By the end of the six-week long build-out and the time the last glass of wine from the opening night party was metabolized, I had pulled together a pretty cute, tiny little space that I had decided to call Brenda’s French Soul Food. In the interest of actually having a LIFE as well as being the big boss, I had decided to only serve breakfast/lunch Monday through Friday in the beginning. How was it, those first few halcyon days you ask? Stay tuned for Part II and find out one of the biggest details a would-be restaurateur could possibly forget before opening her own restaurant. Lordy, I’m getting stressed out just thinking about it.
ONION SOUP GRATINEE
In case anyone was wondering how I came up with the name of the restaurant, I owe the actual coinage of the phrase “French soul food” to my buddy, Patrick Delessio. Patrick, an incredibly gifted pastry chef and I went way back to when I was still creating Fusion cuisine at Oritalia. Remember Fusion? Anyway, Patrick was a huge fan of my cooking, as well as many other things, effusive queen that he is. The laundry list of things that he loves also include men, partying and talking.
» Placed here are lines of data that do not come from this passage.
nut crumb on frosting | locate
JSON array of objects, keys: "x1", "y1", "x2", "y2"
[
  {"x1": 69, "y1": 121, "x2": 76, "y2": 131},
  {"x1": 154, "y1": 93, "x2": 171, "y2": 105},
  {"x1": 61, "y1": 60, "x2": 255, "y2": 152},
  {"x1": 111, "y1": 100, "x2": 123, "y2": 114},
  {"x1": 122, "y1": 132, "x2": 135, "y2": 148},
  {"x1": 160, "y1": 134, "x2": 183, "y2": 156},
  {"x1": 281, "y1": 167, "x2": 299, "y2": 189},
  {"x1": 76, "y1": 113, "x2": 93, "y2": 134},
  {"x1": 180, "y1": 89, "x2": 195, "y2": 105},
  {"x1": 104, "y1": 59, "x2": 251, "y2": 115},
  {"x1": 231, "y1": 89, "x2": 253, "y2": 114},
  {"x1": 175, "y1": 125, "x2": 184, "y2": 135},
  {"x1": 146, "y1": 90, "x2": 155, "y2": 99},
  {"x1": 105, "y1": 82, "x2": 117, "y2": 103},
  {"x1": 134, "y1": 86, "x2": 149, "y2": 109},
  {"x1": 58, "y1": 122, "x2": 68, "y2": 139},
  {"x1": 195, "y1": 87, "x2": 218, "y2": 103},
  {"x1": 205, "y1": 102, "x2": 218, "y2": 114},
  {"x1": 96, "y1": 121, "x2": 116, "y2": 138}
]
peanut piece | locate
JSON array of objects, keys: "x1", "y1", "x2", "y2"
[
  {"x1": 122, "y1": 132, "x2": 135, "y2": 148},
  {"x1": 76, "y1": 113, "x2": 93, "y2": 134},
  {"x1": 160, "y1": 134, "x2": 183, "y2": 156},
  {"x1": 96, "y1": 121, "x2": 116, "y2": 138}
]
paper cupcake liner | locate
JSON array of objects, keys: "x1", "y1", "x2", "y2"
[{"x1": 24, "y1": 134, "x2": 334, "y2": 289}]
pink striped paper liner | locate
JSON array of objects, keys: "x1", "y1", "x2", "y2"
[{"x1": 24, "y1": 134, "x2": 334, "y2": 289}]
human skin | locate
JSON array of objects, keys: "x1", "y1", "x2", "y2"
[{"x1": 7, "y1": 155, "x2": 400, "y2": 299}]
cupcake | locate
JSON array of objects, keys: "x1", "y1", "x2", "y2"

A LOT. It was during one of the many days when I worked for him at his Bakery/Cafe as Executive Chef, while chatting endlessly at my work station that he said, “You know girl, I don’t know what it is about your food that I love so much. It doesn’t matter what style of cooking you’re doing, but it always seems to be based in French cooking, but with so much… soul…I mean, how do you do it? It’s almost like you’re cooking “French soul food”, don’t you think?” I would bet that he couldn’t recall this tiny snippet from one of our numerous talks, but nothing had ever made more sense to me to describe my cooking.
In the various versions of menus that I would brainstorm early on, there was a much more French influence to what I was trying to convey at the restaurant. Quiches, crepes, Salade Nicoise and ratatouille were all left on the editing table in favor of more Creole Soul dishes which was what, I soon found out, what my clientele was really craving.
This Onion Soup has made the cut and is on our current dinner menu. The recipe couldn’t be easier or more comforting on a chilly San Francisco night.
To make soup for 4 Servings:
2 Large Yellow Onions, Julienned
1/2 Stick Unsalted Butter
2 TB Olive Oil
TSP Flour
1 TB Sherry
TSP Coarse Grain Mustard
4 Cups Beef Broth
Salt and Pepper to taste
In a medium saucepan, melt butter, add olive oil and onions. Slowly cook onions over low flame, not stirring very often, until nicely caramelized and very soft. This may take up to 30 minutes. Sprinkle flour over onions and cook for 2 minute more. Add sherry, mustard and broth and let simmer for 10 minutes. Season with salt and pepper.
To assemble you will need:
Prepared Soup (preferably still a little warm)
Four 1/4″ Slices Baguette
Eight Slices Gruyere
Minced Parsley for Garnish
Crank your oven up as high as it will go. Divide soup among oven-proof bowls leaving about 1/2″ from top empty. Float one slice of bread on top of each. Top each with two slices cheese. Place in oven until golden and bubbly. Garnish with minced parsley and Bon Appetit!